On certain occasions blocking writes to the source media may not be possible such as if you are presented with a live system server or an encrypted system that is discovered switched on. In these instances, the image must be taken live as not to disturb a server or re-encrypt an unlocked disk.
In addition to noting the collection process, it is important to note the physical location of the evidence and store it in a compliant manner and always gain signatures when handing over data.
Tip: As a rule, if the system is switched off leave it that way. If it is changed on leave, it switched on but take the computer, laptop or phone off the network and connected to power. For a computer that may mean unplugging the network cable, sliding a switch to ensure WIFI is off, pulling out a dongle, popping out a network card or disabling networking in the control panel of the operating system. For a tower computer, it may mean just pulling out the Ethernet cable.
What is a Physical Forensic Image?
A physical forensic image is a full ‘bit for bit’ copy of the particular media. This includes every byte of data from the live file system to the unallocated deleted areas of the disk.
The forensic image may be outputted in some formats such as a simple format agnostic raw dd image format, the common EnCase E01 evidence image or the less common Advanced Forensics Format (AFF). If you wrote this forensic image back to a disk in its raw format (FTK has this functionality) with the same capacity, it would be identical in every way to the original. From this image, a computer forensic analysis would be conducted as not to risk damaging the original.
I have personally experienced occasions where forensic software wasn’t used to collect the data for some reasons like a RAID wasn’t being recognised on older systems or the disk was not being read in Windows. In these instances, something akin to a bootable Clonezilla Live distro may be used to produce the image. When doing so always explain your reasoning in notes and find the verify or MD5 hash the result if necessary. Getting something is better than walking away with no data at all. Again this should always be done by a qualified person that is well versed in forensic imaging.

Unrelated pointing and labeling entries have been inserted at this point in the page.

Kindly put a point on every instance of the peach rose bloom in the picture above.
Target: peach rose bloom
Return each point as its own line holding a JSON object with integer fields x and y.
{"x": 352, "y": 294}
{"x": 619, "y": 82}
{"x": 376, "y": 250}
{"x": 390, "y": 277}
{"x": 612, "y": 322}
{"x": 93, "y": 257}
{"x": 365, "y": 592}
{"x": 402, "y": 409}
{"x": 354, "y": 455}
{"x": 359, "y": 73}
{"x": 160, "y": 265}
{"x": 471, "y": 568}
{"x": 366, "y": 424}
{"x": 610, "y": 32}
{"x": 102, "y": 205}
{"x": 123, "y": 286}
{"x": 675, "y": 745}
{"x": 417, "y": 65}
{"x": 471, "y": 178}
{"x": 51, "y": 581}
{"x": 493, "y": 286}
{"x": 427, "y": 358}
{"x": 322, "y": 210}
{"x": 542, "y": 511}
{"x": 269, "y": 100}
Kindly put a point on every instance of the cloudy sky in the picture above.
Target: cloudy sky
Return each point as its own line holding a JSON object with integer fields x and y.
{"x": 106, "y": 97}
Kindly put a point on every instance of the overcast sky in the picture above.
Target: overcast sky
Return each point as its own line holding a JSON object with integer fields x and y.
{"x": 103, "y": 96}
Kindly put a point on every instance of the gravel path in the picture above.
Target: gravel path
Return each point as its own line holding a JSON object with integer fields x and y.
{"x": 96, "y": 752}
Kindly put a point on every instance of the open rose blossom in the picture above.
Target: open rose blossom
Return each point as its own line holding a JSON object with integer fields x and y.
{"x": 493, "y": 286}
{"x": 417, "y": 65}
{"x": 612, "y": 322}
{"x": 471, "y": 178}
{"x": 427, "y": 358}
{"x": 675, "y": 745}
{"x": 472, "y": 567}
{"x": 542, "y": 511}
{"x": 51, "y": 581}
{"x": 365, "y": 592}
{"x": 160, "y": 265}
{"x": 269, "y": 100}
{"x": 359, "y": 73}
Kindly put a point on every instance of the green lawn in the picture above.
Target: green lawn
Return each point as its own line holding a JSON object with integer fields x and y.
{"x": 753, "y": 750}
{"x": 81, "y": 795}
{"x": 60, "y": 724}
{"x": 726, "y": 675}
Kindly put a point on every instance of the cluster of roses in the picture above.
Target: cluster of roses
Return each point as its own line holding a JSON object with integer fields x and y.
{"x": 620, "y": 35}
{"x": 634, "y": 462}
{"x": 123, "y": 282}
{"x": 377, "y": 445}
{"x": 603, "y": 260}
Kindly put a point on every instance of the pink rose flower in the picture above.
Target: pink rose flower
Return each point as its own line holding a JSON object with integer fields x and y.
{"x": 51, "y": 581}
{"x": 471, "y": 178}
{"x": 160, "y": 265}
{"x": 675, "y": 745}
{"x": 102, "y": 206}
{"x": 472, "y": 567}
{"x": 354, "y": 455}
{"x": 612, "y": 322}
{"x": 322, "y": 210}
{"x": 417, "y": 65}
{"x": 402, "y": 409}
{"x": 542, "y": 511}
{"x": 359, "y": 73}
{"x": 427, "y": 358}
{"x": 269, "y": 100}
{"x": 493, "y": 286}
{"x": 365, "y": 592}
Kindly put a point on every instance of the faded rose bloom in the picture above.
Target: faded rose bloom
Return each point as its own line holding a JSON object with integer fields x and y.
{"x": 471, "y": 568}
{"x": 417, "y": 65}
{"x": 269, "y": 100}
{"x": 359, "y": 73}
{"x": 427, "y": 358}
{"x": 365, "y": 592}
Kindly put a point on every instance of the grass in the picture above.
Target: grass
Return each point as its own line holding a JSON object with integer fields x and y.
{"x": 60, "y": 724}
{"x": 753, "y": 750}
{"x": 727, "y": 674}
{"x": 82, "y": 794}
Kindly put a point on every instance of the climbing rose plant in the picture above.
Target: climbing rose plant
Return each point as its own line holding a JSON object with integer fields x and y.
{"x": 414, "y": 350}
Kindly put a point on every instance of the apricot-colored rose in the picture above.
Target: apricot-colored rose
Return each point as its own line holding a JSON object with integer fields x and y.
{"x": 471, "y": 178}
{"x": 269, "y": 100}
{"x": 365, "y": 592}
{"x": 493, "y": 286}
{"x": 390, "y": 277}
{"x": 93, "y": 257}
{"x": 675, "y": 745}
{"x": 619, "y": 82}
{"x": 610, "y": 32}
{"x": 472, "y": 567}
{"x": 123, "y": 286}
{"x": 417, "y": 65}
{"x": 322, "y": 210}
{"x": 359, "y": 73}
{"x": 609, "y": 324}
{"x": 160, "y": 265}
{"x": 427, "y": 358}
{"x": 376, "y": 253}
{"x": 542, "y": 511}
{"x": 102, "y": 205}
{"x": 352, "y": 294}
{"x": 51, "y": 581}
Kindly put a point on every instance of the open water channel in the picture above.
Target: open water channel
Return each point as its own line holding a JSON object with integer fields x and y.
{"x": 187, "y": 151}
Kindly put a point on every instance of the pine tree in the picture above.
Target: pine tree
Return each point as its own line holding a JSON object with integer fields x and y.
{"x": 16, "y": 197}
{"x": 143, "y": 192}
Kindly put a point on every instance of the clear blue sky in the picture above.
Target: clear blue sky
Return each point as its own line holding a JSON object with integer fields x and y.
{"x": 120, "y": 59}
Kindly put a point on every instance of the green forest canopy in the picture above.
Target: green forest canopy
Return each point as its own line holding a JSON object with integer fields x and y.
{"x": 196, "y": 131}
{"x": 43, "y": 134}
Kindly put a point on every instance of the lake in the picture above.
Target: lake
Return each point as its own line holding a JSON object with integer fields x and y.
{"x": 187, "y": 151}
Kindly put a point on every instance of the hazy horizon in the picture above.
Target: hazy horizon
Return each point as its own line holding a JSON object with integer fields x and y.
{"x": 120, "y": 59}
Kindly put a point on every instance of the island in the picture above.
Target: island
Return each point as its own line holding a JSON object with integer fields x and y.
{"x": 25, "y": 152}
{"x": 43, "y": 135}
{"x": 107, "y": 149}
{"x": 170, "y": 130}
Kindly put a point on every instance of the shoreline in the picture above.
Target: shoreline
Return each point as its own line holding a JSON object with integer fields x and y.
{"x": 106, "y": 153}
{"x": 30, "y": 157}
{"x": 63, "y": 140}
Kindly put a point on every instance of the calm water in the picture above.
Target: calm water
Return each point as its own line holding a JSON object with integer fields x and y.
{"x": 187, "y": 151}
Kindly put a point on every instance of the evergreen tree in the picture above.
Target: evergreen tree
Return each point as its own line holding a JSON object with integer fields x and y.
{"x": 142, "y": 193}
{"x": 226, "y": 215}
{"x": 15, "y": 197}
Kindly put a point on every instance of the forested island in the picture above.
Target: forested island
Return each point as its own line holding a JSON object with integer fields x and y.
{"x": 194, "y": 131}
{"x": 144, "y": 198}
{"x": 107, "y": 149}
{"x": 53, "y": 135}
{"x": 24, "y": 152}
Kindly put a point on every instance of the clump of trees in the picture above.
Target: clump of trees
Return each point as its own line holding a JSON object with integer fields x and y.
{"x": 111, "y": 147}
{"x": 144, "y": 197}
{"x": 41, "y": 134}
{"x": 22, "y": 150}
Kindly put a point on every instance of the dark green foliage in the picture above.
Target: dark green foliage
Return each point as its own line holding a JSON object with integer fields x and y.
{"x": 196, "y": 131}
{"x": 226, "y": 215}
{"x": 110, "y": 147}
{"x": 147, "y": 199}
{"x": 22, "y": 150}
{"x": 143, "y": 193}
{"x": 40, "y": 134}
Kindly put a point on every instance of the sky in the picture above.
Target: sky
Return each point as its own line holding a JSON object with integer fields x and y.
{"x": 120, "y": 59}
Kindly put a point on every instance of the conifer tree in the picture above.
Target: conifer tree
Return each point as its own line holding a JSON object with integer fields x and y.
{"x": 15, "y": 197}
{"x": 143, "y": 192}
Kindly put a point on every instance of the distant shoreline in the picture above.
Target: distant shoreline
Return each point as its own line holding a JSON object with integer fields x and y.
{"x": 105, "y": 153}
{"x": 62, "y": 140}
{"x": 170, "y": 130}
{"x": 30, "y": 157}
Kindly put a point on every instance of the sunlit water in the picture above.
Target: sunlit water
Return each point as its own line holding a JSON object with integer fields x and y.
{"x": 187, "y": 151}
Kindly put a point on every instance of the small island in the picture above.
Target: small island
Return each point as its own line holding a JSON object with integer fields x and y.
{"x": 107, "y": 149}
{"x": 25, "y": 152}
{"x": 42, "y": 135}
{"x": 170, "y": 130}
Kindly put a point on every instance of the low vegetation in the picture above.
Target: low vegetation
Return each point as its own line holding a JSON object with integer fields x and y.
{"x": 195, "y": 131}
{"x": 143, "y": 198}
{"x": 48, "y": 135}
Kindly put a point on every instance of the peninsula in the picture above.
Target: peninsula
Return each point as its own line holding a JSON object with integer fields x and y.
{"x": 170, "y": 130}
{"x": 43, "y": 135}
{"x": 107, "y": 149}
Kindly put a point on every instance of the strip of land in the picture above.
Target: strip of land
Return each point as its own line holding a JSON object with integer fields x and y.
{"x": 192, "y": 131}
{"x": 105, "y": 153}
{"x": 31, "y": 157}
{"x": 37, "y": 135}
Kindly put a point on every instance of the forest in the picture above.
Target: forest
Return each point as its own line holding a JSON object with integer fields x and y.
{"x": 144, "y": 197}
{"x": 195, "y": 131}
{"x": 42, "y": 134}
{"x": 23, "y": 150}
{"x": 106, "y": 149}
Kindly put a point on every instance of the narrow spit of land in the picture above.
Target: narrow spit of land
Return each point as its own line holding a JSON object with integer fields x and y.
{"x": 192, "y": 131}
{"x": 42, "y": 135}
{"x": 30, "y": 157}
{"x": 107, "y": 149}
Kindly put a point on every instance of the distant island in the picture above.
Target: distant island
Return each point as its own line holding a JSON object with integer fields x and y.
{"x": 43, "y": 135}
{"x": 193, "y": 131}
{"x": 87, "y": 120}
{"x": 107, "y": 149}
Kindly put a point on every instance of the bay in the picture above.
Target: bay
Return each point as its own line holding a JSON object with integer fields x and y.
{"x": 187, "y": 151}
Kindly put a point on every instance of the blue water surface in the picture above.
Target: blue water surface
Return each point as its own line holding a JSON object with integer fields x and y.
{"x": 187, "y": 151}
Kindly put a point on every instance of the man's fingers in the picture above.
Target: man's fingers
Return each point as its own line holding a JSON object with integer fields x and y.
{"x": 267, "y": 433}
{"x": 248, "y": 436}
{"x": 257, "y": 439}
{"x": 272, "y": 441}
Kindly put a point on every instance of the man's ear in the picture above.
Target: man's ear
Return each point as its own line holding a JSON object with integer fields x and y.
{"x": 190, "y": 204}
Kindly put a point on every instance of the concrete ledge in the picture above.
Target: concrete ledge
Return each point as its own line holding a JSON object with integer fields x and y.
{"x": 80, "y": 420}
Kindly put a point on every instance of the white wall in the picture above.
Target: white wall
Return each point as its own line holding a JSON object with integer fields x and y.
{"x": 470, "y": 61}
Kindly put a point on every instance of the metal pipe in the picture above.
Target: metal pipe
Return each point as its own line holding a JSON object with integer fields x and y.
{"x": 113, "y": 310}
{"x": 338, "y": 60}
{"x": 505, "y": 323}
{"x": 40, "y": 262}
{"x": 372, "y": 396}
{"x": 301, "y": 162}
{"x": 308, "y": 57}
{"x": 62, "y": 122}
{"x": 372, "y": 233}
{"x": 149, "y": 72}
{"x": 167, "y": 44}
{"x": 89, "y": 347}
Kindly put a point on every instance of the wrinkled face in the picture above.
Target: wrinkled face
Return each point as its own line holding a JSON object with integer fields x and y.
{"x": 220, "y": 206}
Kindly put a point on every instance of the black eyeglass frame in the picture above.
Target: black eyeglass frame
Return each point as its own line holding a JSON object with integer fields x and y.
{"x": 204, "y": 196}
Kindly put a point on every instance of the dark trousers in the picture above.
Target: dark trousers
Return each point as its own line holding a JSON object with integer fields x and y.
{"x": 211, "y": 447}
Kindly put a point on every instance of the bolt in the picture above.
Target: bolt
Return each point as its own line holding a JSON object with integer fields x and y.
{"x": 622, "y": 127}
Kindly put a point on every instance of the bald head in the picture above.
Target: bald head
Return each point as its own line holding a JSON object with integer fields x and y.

What is a Logical Forensic Image?
A logical forensic image or skeleton image is a particular copy of certain files from a source. Many programs can produce logical images: Stefan Fleischmann’s excellent X-Way’s Imager, the superb and free FTK Imager or new on the scene Magnet’s Acquire software can be used to do this in a Windows environment.
A logical acquisition is the option to use if the digital expert requires a targeted collection for litigation reasons, just a few files of interest are needed, or the client collect wishes you to collect from one or more custodian’s user profiles from a server that may have many users.
In an active state, FTK Imager Lite as shown in Fig 1, can be executed from the destination disk on the computer you wish to extract from as not to write to the live computer by installing software to the source. A custom content list can be built into the programs user interface, and a logical forensic image file is thus produced.
FTK Imager can be used to mount forensic images to view in Windows Explorer, build custom content images of live machines, image RAM (random access memory) from a live system, view and export from Linux/Mac/Windows filesystems and most commonly forensically image a hardware or software writeblocked device to an external disk. FTK Imagers only drawback is when an examiner images a damaged disc the software fills in the unreadable sectors with 0’s. Not attempting to read the drive is unacceptable when a data recovery solution such as ‘ddrescue‘ may recover a whole email collection where the forensic tool fills what it can’t read with 0’s. In an investigation or legal hold, every byte counts! I have been the examiner that has acquired 100% of an image where others had to explain in court why some sectors weren’t imaged.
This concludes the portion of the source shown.